The Gospel and the Economy

I had a conversation a while back with a Christian brother who has a management position for a manufacturing company. At one point our conversation turned to the state of the economy. I asked him if there were any improvements in the manufacturing sector in recent months. He said there wasn’t. I asked him if he was optimistic about the future. He again said no, and then began to tell me why. I was a bit excited. As a pastor, I feel somewhat separated from the daily grind of the business world. Now I was talking to an insider, and I thought I was about to receive a piece of pertinent information. Information that I hoped was filled with both direct knowledge and Christian principles. My friend’s rationale, however, quickly digressed into a capitalistic speech that sounded more like Rush Limbaugh than Christian. The problem, he said, was that America was again engaging in a massive social experiment. FDR did the same thing in the 30s in attempt to bring the US out of the depression, and we’ve paid for it ever since. If FDR would only have left things alone, my friend said, if he would only have let the markets work everything out, we would have been fine. And now Obama was making the same mistake and thus crippling our country for years to come.

I didn’t respond to my friend. I didn’t think it would do any good, but I was thinking, “Do these hyper-capitalists even know their history? The market was naturally going to pull us out of the depression? What market? There was no market. 40% unemployment was just going to go dissolve away in time? Have these guys ever read Steinbeck? Have they ever tried to raise a family in a cardboard box with no work?” But I’m not here to rant about the historical inaccuracies of hyper-capitalists, for that isn’t my main concern. What bothers me most about this view of the economy is how non-Christian it was. How little of a role the gospel plays in it. And yet how prevalent this view is among evangelical Christians.

Capitalism and Human Depravity.
The market will sort things out if we will just leave it alone. Get government out. Less regulation the better. So the hyper-capitalist say (for the record, I’m not against capitalism). They speak as if the markets are weather patterns operating according to the laws of the natural universe. Spring always follows winter. But the markets aren’t run by natural laws. They are run by people, and people are selfish, foolish, and sinful.
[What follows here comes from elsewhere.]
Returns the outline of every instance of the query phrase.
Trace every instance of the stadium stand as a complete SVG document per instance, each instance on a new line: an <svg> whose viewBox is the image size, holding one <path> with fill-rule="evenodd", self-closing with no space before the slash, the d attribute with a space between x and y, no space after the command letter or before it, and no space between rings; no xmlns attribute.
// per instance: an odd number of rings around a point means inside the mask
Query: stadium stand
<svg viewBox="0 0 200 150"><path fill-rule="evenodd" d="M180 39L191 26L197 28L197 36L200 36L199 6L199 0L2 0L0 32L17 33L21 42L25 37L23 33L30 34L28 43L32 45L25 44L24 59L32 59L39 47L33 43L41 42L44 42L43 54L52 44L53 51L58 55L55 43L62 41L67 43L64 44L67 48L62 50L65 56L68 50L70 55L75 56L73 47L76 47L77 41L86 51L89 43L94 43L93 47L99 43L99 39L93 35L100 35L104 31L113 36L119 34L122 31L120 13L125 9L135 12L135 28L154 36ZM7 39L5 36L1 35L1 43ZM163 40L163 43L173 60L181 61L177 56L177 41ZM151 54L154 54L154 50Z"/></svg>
The market isn’t an “it.” It is a “them.” It is people. Many right-wing Christians point out that the government is run by selfish human beings who morally are no better than the people they rule. Government can’t be the answer, they say. I agree. But I also would like to remind us all that human depravity runs the market place. Should we have more confidence in it? Isn’t pretty much every economist in agreement that the cause of the recession was not government regulation but capitalism gone awry? And the fact that it goes awry shouldn’t catch us off guard.

Capitalism with a capital “C”: Capitalism will save the day, if we just put our faith in it. Those aren’t the exact words of the hyper-capitalist, but it comes pretty close to that. Such a view to me is flirting, or perhaps more than flirting, with idolatry. It is sub-Christian. Jesus, not capitalism, holds the answers to our economic needs. For human sin and not socialism, communism, or any other “ism” is the true enemy of prosperity and life. Governments and markets always fail because humans fail. Our only hope for not failing is to be radically changed by his grace.

I have yet to cement my political views on many things, but it seems to me that this is not the path to a gospel-centered view of governance. I'm interested in what others think.